Stop Spam And Unwanted Calls

Two of the most annoying things on the planet just may be spam (those annoying unsolicited e-mails that cram your e-mail inbox) and relentless calls from telemarketers to your home.

There are, however, things you can do to stop both nuisances.

Jim Guest, president of Consumers Union, the publisher of Consumer Reports, visits The Early Show Tuesday with some suggestions to help stop spam and unwanted telemarketing calls.

For the current cover story for Consumer Reports magazine, Guest says his staff at Consumer Reports became "supersleuths" on spam and investigated how spammers find e-mail addresses, what Internet Service Providers are doing to block it. Then they rated eleven spam-blocking software products, and found some are definitely better than others, says Guest.

The top three spam-blocking products, according to Guest, were:

SA Proxy, made by Stata Labs (Cost: Free. Product received the highest rating from Consumer Reports.)

Spam Catcher Universal, made by Mailshell (Cost: Initially $20; $14 annually)

Spam Sleuth, made by Blue Squirrel (Cost: $30 Initially; $10 annually)

According to Consumer Reports, spam volume has grown so much that it is about to overtake legitimate use of e-mail.

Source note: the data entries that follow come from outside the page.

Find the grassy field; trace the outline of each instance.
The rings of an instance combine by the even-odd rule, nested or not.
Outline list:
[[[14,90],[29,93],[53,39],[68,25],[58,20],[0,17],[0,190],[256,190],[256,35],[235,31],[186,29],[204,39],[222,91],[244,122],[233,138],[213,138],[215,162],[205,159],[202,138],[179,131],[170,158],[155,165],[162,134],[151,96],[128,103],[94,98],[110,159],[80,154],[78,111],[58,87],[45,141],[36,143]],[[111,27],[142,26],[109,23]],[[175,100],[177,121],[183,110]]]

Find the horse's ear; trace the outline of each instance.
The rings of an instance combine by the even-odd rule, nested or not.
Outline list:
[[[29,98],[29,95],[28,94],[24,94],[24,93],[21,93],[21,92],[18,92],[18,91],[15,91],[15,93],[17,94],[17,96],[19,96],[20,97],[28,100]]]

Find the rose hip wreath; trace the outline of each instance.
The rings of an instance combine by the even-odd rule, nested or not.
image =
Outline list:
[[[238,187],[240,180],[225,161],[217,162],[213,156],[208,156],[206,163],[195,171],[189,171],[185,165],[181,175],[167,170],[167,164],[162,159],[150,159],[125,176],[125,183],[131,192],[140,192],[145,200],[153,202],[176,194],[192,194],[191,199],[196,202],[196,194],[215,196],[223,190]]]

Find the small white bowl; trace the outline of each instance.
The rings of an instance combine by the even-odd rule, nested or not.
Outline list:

It's even expanding beyond computers — invading cell phone text messages.

Guest explains spam is a much cheaper way of soliciting the public than regular mail. Spammers can send a million messages for only $500. And, he warns parents should be aware many spam messages come from adult-oriented Web sites and may not be suitable for young eyes.

Consumer Reports magazine suggests some of the following to avoid being targeted by spam:

  • Don't buy anything promoted in spam.

  • Use one e-mail address for family/friends and a separate account for everyone else.

  • Use spam filter programs.

  • Don't click "remove my name from list" when asked by spam email, because it confirms that your email is a legitimate address and you will end up on a spam "super list."

  • Choose a "hard-to-guess" e-mail address.

  • Be careful shopping online by checking the privacy policy of a Web site. ConsumerReports.org has a list of companies and their privacy policies.

    For those who are bothered by unsolicited phone calls from telemarketers, the Federal Trade Commission (FTC) and the Federal Communications Commission (FCC) have set up the national "Do-Not-Call" registry. Guest explains that after October 1, a telemarketer has to check a list once a month that has numbers registered not be called.

    If they call a listed person, they can be charged $11,000. Also, Guest says, the new rules prohibit companies from posting "not available" or "out of service area" messages on phone's Caller I.D.

    There are two ways to register on the "Do-Not-Call" registry. You can go online at DoNotCall.gov
    or call toll free, 1-888-382-1222 to register.

    Guest says if your state has a similar registry, you should register on it, too.

    Between now and October 1, you can still get telemarketing calls even if you register.